体操の世界選手権の床で金メダルを獲得したフィリピンのカルロス・ユーロ(中央)(AP)
体操の世界選手権の床で金メダルを獲得したフィリピンのカルロス・ユーロ(中央)(AP)

体操の世界選手権で日本を拠点にするカルロス・ユーロ(19)がフィリピン史上初の金メダルを獲得した。

昨年3位の床運動で伸身ムーンサルトを入れ、跳躍技を6つから7つに増やす高難度の演技を成功させて15・500点。五輪と世界選手権を通じ、体操競技初の優勝を飾った。13年に日本協会の派遣で同国で指導し、才能を発見したのが釘宮宗大コーチ。「マジか!」と偉業に驚き、感極まっていた。

東京での2LDKでの共同生活は3年目。いまも「文化の違い」に戸惑うことが多々だという。最大の不思議は「止まる」ことだった。「練習中に気持ちが落ちると、やめてしまうんです」。突然言葉も聞かなくなり、動きも止まる。いまでもなぜの明確な答えはないが、二人三脚の最大の改善点はそれにあがらうすべを探すことだった。

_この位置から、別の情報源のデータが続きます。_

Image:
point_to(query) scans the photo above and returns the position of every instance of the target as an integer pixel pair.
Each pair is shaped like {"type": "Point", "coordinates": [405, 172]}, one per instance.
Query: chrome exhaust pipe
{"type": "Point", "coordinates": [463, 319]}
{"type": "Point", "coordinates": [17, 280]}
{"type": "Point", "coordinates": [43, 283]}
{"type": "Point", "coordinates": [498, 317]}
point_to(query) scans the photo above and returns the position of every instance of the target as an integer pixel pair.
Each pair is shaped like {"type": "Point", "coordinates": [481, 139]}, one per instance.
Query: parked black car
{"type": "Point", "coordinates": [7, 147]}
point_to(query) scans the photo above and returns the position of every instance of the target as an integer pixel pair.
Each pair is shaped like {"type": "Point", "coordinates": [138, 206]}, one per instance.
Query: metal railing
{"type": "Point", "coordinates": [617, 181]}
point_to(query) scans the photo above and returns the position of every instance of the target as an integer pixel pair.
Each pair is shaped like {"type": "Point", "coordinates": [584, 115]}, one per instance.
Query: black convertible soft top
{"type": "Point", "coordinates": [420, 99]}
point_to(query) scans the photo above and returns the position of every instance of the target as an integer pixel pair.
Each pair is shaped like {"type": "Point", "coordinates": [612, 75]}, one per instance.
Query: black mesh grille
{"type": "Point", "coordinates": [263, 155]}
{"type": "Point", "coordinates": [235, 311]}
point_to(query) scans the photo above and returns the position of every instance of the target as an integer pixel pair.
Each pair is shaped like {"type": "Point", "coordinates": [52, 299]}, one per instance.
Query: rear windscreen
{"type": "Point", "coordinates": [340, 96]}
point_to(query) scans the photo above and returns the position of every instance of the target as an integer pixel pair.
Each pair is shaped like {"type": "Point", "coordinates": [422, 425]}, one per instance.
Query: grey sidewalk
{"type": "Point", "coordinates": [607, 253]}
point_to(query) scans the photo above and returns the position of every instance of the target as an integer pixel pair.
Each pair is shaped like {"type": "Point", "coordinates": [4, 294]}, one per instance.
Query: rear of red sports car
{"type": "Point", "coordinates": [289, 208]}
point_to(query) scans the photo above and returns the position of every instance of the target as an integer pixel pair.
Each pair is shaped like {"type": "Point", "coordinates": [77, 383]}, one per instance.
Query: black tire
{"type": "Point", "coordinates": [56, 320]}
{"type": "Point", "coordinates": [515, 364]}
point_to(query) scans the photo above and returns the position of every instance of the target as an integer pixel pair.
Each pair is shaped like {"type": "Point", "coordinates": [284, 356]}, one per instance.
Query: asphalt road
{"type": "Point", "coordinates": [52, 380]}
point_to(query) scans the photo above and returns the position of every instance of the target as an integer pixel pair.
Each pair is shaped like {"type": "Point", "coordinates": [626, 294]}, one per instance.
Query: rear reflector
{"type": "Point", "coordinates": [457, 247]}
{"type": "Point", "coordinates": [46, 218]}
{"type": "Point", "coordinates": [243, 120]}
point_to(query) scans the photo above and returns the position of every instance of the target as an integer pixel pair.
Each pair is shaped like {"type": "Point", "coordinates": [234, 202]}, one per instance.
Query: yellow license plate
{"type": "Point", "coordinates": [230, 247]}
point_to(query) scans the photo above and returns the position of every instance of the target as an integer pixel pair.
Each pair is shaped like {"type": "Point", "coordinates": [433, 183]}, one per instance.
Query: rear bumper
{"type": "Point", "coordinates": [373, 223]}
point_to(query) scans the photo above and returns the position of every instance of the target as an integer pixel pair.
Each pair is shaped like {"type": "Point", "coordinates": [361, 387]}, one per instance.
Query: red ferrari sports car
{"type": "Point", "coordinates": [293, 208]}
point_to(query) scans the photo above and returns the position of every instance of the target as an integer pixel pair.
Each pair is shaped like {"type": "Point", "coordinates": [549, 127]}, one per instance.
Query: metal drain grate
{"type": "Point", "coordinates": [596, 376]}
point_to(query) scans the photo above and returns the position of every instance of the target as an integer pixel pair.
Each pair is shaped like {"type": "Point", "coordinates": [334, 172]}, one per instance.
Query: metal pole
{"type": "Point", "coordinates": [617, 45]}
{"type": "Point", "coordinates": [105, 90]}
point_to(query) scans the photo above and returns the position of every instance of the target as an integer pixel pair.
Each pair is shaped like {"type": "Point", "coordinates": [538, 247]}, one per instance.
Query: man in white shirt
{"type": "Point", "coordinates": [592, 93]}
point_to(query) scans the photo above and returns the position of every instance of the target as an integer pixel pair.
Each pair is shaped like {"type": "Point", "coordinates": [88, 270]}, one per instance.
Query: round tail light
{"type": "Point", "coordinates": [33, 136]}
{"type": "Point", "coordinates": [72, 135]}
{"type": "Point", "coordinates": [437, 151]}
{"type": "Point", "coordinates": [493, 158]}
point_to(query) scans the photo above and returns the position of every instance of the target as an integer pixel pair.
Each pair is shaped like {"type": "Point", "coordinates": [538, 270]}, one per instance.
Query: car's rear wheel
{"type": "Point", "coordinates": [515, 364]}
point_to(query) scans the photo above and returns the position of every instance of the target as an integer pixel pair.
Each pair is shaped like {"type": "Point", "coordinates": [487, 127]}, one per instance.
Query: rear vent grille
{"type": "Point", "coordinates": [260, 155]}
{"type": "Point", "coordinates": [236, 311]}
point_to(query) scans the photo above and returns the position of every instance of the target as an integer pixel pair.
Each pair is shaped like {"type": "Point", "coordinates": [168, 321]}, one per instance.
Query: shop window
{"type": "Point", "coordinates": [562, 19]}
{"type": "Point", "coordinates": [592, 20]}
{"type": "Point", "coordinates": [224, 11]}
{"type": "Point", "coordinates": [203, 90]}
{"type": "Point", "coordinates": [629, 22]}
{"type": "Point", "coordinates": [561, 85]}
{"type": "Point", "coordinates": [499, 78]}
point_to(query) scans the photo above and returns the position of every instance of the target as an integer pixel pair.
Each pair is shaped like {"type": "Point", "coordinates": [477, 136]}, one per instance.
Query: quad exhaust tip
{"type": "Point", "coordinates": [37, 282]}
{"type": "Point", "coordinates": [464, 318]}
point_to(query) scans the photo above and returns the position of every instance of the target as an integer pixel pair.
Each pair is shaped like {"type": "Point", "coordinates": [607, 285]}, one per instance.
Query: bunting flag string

「今を生きる人たちなんですかね」。決して裕福な国ではない。1日を生き抜くことに必死になり、入ったお金はその日に使ってしまう人も多いという。そんな刹那的な感覚が、ユーロにもあるのか。将来の目標から逆算が出来なければ、気持ちを奮い立たす源がない。それを何とか変えようと励んできた。

「時にはきつく言ったり。工夫しています」。あえて「何のために日本に来たんだ」と強めにたきつけたり。考える時間を与え、反応を引き出す。共同生活、「毎日だときつい」と週3日の自炊担当もし、3年の歩みは絆を太くした。コンビニでレアチーズケーキをためらいなく食べた姿はいまはない。週1回ほどになったお菓子は、東京オリンピック(五輪)で金の目標を考えられるようになった証しだろう。

フィリピンでは五輪で金メダリストはいない。政権からも期待は高いという。国の英雄はボクシングの7階級王者パッキャオだが、金はまた違ったインパクトをもたらす。「まだ自信はないけど、ベストを尽くせるように努力したい」と日本語で答えるユーロの横で、釘宮コーチは目を赤くして柔らかに笑っていた。